GUINÉ-BISSAU HÁ MESES SEM SELOS OFICIAIS E GOVERNO PROMETE RESPONSABILIZAR PESSOAS RESPONSÁVEIS PELA SUA EMISSÃO
O ministro das Finanças, Ilídio Vieira Té, promete responsabilizar as pessoas contratadas para emissão dos selos fiscais para o país até à próxima semana, caso a situação não seja resolvida.

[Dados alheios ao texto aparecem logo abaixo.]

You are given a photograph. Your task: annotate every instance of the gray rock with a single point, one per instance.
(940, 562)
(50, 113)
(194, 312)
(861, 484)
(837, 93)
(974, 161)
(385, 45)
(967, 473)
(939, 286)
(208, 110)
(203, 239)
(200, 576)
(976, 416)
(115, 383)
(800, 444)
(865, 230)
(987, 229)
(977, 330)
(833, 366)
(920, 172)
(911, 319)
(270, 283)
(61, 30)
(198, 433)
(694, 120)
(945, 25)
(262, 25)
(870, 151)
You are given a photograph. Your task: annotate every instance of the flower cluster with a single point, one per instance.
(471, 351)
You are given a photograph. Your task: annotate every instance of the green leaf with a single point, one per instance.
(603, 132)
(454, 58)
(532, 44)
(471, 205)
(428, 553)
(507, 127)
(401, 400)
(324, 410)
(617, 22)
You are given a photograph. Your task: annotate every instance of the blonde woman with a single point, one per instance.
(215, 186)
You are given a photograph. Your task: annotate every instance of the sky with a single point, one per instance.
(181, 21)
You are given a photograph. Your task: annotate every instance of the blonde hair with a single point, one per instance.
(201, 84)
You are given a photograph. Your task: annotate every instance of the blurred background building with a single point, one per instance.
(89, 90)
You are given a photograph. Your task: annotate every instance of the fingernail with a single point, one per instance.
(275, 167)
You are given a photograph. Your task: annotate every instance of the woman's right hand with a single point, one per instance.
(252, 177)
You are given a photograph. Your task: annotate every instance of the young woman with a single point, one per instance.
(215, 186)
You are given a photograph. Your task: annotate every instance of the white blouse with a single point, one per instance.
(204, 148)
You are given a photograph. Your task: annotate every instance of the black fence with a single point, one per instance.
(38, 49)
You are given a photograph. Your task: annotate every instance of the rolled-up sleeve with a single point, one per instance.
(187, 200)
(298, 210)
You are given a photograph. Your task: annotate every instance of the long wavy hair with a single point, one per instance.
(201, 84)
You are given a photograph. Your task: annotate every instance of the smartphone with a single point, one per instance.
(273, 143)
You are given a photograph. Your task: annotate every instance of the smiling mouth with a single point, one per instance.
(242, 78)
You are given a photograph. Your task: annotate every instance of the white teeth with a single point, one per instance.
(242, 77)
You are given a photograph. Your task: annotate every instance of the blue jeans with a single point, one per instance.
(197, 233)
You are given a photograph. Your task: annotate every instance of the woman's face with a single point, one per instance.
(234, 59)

De acordo com Ilídio Vieira Té, que falava aos jornalistas à margem de assinatura de um protocolo de acordo de dois novos projectos para o desenvolvimento da Guiné-Bissau entre o governo com o Banco Mundial, o Ministério das Finanças cumpriu com as suas obrigações de pagar alguém por este serviço, que segundo ele, até final do mês em curso, o país vai ter um novo formato do selo.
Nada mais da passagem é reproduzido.